Il suolo può definirsi contaminato se si riscontra una percentuale di peso in amianto superiore allo 0,1% in terreni provenienti da siti industriali o residenziali, oppure dello 0,01% nel caso dei siti agricoli. Se tali valori vengono rilevati, scattano immediatamente le procedure per determinare il migliore metodo d’intervento per eseguire la bonifica.
Il d.lgs. 152/06 nell’allegato 5, sottolinea che le migliori tecniche da impiegare per verificare la contaminazione del suolo sono: la Spettroscopia Infrarosso in Trasformata di Fourier (FTIR) e la Diffrazione a Raggi X (DRX). Esse risultano idonee a verificare l’effettivo superamento dei limiti di amianto nel terreno previsti dalla legge, direttamente sul campo.
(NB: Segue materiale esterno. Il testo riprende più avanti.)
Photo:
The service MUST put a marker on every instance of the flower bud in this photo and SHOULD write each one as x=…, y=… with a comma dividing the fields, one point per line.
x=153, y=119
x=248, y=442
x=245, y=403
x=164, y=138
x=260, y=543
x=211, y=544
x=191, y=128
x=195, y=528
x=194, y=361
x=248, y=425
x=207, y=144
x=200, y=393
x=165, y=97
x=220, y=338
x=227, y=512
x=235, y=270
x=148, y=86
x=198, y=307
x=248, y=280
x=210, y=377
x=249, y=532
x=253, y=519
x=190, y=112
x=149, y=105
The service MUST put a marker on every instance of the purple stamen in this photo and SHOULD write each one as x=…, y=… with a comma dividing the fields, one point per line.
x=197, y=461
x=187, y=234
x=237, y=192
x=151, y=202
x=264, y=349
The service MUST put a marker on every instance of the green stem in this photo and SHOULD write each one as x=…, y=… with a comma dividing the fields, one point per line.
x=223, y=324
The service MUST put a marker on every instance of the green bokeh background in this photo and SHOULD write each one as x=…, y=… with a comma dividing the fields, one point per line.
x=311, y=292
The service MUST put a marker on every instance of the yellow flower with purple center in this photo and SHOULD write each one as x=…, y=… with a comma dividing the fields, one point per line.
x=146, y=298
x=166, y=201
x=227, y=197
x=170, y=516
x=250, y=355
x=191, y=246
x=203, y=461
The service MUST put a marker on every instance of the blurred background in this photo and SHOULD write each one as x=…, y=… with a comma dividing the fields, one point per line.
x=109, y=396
Possono offrire una rapidità d’analisi assoluta grazie ad apparecchiature portatili e facili da trasportare. Inoltre, tramite un’apposita strumentazione, riducono le possibilità di danneggiare il campione e il conseguente rischio di esposizione alle fibre nocive.
Per le basse concentrazioni di amianto, invece, si usano tecniche quali: la Microscopia Ottica in Luce Polarizzata (MOLP) o in Contrasto di Fase (MOCF), oppure la Microscopia Elettronica a Scansione (SEM) o Trasmissione (TEM) equipaggiata con Sistema di Dispersione di Energia (EDS).